Add 1/3 of milk mixture and 1/3 of flour mixture to butter and sugar. Beat until just incorporated. Add remaining milk and flour mixtures in two separate batches. Beat between additions to fully incorporate. Scrape down the sides of the bowl. Stir by hand to finish.
Divide batter between prepared pans. Bake for 15 minutes then rotate pans 180 degrees. Bake for 25-30 minutes or until top of cake springs back when lightly pressed in the center.
Move pans to cooling rack. Rest for 5 minutes. Run small metal spatula or knife around sides of pan. Invert cakes onto a lightly greased rack. Cool for at least 1 1/2 hours.
For the curd: Mix lime juice and egg yolks together in microwave safe bowl. Stir in the sugar and then add the butter. Cook the mixture on medium high for one minute. Remove and give the mixture a stir.

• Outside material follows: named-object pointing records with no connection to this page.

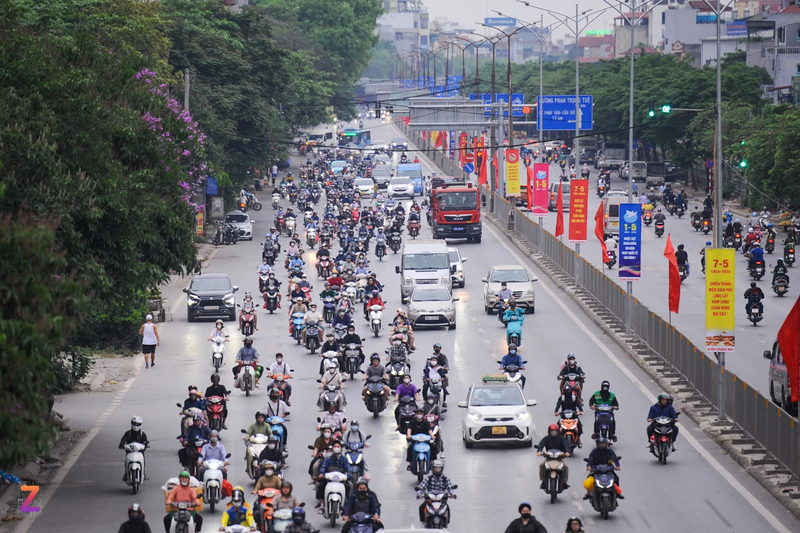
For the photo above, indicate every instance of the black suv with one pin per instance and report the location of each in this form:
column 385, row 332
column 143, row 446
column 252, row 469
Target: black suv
column 211, row 295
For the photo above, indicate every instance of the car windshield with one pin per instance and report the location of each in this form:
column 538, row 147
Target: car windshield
column 426, row 262
column 236, row 218
column 211, row 284
column 458, row 201
column 431, row 295
column 510, row 276
column 487, row 396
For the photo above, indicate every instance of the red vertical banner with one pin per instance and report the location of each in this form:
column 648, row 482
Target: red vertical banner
column 578, row 210
column 541, row 186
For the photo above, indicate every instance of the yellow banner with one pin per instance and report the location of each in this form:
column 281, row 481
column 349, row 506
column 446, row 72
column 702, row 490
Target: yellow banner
column 512, row 172
column 720, row 300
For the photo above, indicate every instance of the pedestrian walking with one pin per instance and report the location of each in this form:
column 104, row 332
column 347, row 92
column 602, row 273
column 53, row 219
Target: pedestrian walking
column 150, row 340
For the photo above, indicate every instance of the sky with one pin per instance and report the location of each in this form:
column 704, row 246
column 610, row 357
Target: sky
column 468, row 12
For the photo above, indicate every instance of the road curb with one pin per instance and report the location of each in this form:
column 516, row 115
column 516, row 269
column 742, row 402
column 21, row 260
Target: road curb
column 772, row 479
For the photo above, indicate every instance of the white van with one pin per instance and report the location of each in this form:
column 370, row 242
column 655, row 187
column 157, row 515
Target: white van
column 424, row 263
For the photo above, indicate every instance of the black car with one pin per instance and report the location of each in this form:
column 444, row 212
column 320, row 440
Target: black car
column 211, row 295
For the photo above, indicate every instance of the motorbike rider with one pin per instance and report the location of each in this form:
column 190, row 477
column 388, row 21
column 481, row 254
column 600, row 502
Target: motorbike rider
column 603, row 455
column 362, row 500
column 553, row 441
column 219, row 332
column 135, row 434
column 239, row 513
column 435, row 482
column 215, row 389
column 248, row 306
column 682, row 257
column 526, row 523
column 332, row 377
column 605, row 397
column 754, row 295
column 780, row 270
column 663, row 407
column 247, row 355
column 135, row 522
column 182, row 492
column 513, row 358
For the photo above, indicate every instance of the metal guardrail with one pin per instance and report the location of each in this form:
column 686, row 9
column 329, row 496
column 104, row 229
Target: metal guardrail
column 765, row 423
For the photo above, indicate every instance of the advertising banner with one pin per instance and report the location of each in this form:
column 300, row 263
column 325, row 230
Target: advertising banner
column 541, row 186
column 630, row 242
column 578, row 210
column 720, row 300
column 512, row 172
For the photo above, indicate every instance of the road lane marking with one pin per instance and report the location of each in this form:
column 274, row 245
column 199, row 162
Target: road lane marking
column 727, row 476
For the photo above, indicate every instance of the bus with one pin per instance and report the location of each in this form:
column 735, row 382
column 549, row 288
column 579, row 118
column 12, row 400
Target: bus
column 360, row 137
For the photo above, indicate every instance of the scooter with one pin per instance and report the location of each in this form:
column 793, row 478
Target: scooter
column 335, row 496
column 374, row 396
column 554, row 468
column 134, row 465
column 421, row 455
column 514, row 330
column 212, row 482
column 376, row 319
column 217, row 354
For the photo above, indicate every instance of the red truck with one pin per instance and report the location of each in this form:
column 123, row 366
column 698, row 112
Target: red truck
column 456, row 212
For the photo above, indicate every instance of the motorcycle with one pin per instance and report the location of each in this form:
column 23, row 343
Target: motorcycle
column 134, row 465
column 376, row 319
column 514, row 330
column 212, row 481
column 605, row 490
column 554, row 467
column 662, row 438
column 217, row 354
column 215, row 411
column 568, row 427
column 780, row 285
column 374, row 397
column 312, row 336
column 352, row 361
column 421, row 455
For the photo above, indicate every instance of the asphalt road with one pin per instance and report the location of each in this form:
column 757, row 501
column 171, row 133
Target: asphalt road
column 699, row 490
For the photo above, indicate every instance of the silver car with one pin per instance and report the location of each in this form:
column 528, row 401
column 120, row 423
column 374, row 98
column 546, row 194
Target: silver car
column 459, row 278
column 432, row 305
column 519, row 281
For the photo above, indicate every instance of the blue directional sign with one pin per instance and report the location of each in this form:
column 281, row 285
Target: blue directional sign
column 517, row 102
column 558, row 112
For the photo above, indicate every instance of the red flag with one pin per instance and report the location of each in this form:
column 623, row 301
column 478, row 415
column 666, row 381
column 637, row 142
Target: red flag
column 530, row 188
column 674, row 277
column 560, row 212
column 599, row 232
column 483, row 178
column 789, row 342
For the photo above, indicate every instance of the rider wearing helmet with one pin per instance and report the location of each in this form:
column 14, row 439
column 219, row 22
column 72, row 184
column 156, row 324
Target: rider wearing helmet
column 135, row 523
column 435, row 482
column 182, row 492
column 239, row 512
column 553, row 441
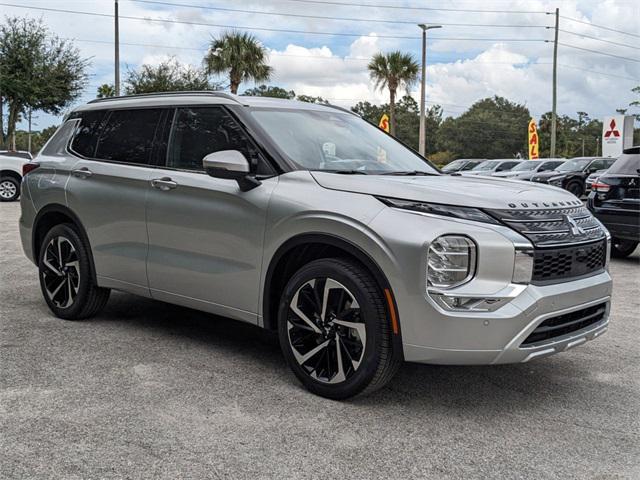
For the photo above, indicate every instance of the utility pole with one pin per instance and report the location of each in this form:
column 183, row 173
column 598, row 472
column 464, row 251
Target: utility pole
column 423, row 85
column 552, row 152
column 117, row 50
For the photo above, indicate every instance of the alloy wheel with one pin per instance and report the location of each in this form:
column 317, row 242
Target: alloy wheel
column 8, row 189
column 326, row 332
column 61, row 272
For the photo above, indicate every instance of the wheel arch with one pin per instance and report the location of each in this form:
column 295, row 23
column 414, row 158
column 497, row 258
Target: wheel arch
column 303, row 248
column 50, row 216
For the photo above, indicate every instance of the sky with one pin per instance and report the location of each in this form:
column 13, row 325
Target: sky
column 484, row 48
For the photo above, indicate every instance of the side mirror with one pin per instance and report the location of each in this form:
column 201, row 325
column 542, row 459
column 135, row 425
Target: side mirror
column 231, row 165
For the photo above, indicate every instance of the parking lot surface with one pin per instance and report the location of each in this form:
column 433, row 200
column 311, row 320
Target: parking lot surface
column 149, row 390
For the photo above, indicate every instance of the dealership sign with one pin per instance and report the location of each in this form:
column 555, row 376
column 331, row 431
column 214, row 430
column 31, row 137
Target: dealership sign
column 533, row 140
column 617, row 134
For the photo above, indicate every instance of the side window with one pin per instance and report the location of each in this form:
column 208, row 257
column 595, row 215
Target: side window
column 58, row 143
column 86, row 137
column 199, row 131
column 128, row 135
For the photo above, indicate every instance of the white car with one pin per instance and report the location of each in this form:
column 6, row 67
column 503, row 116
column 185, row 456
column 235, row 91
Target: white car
column 11, row 173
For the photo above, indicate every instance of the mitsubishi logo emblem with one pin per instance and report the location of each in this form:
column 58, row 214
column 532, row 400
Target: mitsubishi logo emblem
column 576, row 230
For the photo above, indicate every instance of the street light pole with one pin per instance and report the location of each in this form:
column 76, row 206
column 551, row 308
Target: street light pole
column 117, row 50
column 423, row 87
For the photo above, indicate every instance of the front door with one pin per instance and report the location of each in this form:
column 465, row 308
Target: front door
column 205, row 235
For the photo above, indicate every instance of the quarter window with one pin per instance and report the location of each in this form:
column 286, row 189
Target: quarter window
column 200, row 131
column 128, row 136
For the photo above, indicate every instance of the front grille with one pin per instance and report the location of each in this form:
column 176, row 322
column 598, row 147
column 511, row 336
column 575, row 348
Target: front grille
column 558, row 264
column 567, row 323
column 552, row 227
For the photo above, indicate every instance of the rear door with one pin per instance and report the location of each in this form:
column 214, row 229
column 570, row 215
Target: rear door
column 107, row 190
column 205, row 235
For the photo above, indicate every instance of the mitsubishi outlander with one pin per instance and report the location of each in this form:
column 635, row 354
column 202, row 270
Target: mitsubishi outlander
column 307, row 220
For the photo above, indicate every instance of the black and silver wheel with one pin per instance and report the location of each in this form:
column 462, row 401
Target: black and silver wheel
column 622, row 248
column 575, row 188
column 334, row 329
column 65, row 276
column 9, row 189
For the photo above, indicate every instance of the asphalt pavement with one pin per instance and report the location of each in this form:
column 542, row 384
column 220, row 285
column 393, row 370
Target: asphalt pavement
column 149, row 390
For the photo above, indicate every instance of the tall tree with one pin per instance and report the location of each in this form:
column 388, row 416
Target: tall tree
column 168, row 76
column 39, row 71
column 393, row 70
column 240, row 56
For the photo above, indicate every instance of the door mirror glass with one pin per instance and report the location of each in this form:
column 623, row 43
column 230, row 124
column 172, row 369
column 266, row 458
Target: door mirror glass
column 232, row 165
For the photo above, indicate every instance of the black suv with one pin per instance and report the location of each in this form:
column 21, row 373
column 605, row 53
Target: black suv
column 615, row 200
column 572, row 174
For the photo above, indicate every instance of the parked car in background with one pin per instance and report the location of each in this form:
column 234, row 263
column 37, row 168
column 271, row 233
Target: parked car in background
column 527, row 169
column 462, row 165
column 309, row 221
column 615, row 201
column 489, row 167
column 591, row 179
column 11, row 163
column 572, row 174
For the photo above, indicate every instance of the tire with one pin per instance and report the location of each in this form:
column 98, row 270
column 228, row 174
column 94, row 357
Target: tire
column 366, row 365
column 68, row 287
column 9, row 189
column 622, row 248
column 576, row 188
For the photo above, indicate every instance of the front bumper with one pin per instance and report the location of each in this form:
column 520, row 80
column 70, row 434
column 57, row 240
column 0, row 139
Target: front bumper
column 497, row 337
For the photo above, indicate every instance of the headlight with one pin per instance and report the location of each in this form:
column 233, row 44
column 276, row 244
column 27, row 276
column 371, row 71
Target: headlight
column 451, row 261
column 466, row 213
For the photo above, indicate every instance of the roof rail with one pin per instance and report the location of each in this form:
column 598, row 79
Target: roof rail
column 228, row 96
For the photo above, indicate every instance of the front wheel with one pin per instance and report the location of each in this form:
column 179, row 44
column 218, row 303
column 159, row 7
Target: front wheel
column 9, row 189
column 334, row 330
column 622, row 248
column 65, row 275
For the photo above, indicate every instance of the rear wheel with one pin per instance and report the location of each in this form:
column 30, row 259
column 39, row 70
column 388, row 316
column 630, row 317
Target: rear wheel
column 334, row 330
column 576, row 188
column 622, row 248
column 9, row 189
column 65, row 275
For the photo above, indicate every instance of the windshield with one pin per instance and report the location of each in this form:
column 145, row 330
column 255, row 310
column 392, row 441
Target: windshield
column 486, row 165
column 573, row 165
column 337, row 142
column 456, row 164
column 525, row 166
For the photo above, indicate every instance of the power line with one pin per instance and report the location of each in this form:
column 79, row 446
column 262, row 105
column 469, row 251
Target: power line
column 597, row 52
column 600, row 26
column 430, row 9
column 305, row 32
column 598, row 39
column 349, row 19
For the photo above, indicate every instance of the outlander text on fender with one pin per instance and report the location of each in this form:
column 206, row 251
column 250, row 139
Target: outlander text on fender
column 307, row 220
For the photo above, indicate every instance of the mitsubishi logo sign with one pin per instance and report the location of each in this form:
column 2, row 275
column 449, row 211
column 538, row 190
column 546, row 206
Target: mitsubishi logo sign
column 612, row 130
column 576, row 230
column 617, row 134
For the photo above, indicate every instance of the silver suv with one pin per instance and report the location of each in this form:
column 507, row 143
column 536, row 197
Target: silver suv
column 308, row 220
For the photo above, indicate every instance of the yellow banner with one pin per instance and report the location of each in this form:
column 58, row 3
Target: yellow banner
column 533, row 140
column 384, row 122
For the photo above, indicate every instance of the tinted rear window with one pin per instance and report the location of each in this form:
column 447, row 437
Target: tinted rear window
column 128, row 135
column 626, row 164
column 86, row 138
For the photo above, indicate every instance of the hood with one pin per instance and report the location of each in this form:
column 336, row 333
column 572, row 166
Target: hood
column 474, row 191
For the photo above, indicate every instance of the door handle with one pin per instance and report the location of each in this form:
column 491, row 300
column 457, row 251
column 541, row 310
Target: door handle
column 82, row 172
column 164, row 184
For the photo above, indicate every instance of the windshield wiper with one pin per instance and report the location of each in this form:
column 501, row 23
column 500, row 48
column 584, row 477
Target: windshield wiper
column 412, row 173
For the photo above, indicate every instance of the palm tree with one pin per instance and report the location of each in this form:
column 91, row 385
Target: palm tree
column 241, row 56
column 393, row 70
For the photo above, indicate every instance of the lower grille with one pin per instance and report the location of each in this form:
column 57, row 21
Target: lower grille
column 559, row 264
column 567, row 323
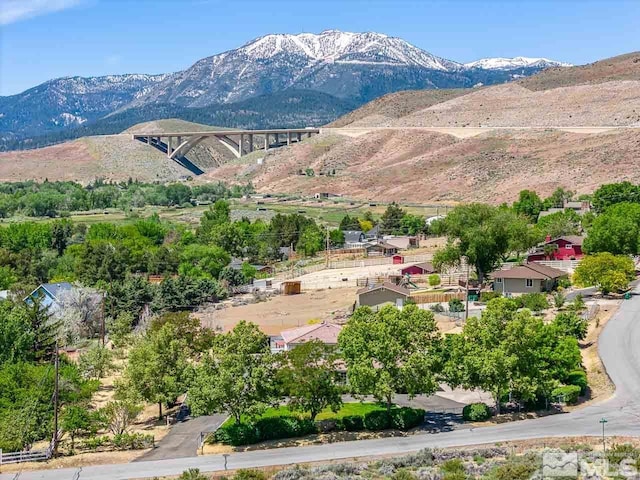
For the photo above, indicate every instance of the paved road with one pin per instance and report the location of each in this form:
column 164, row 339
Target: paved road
column 183, row 439
column 619, row 351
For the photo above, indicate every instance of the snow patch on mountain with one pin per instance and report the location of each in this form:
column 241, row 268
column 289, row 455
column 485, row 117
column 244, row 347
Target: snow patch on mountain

Return the bowl to the microwave and cook on medium for five minutes until curd thickens. Whisk after every minute to prevent mixture from curdling. Whisk until the mixture cools down. The curd will thicken upon cooling.
For the frosting: Beat butter in a large bowl until soft. Add half of powdered sugar and beat until smooth. Add remaining sugar. Add milk or heavy cream, one tablespoon at a time to loosen mixture. Beat mixture until smooth and creamy. Add zest and food coloring. Stir until well-combined.
Lesson learned: I still think it requires much more effort than a pie, but I don’t have to be afraid. All it takes is (a lot of) patience and care. Other than that, I just need to learn how to trust the scientific process. I think I can get better at this (which is good because I have got a lot of family birthdays lined up in the next couple of weeks).
P.S. I am now officially out of my twenties. Thank goodness. Truth be told, I rounded off as soon as this year started. I’ve seen lots of other people freak out about turning thirty. Personally, I find it comforting. Don’t get me wrong, I think the twenties were pretty good to me. I’d like to think that I used that time to learn a lot and leave behind the things that I don’t need anymore. Of course, there’s still a hell of a lot of growing up to do. Wish me luck.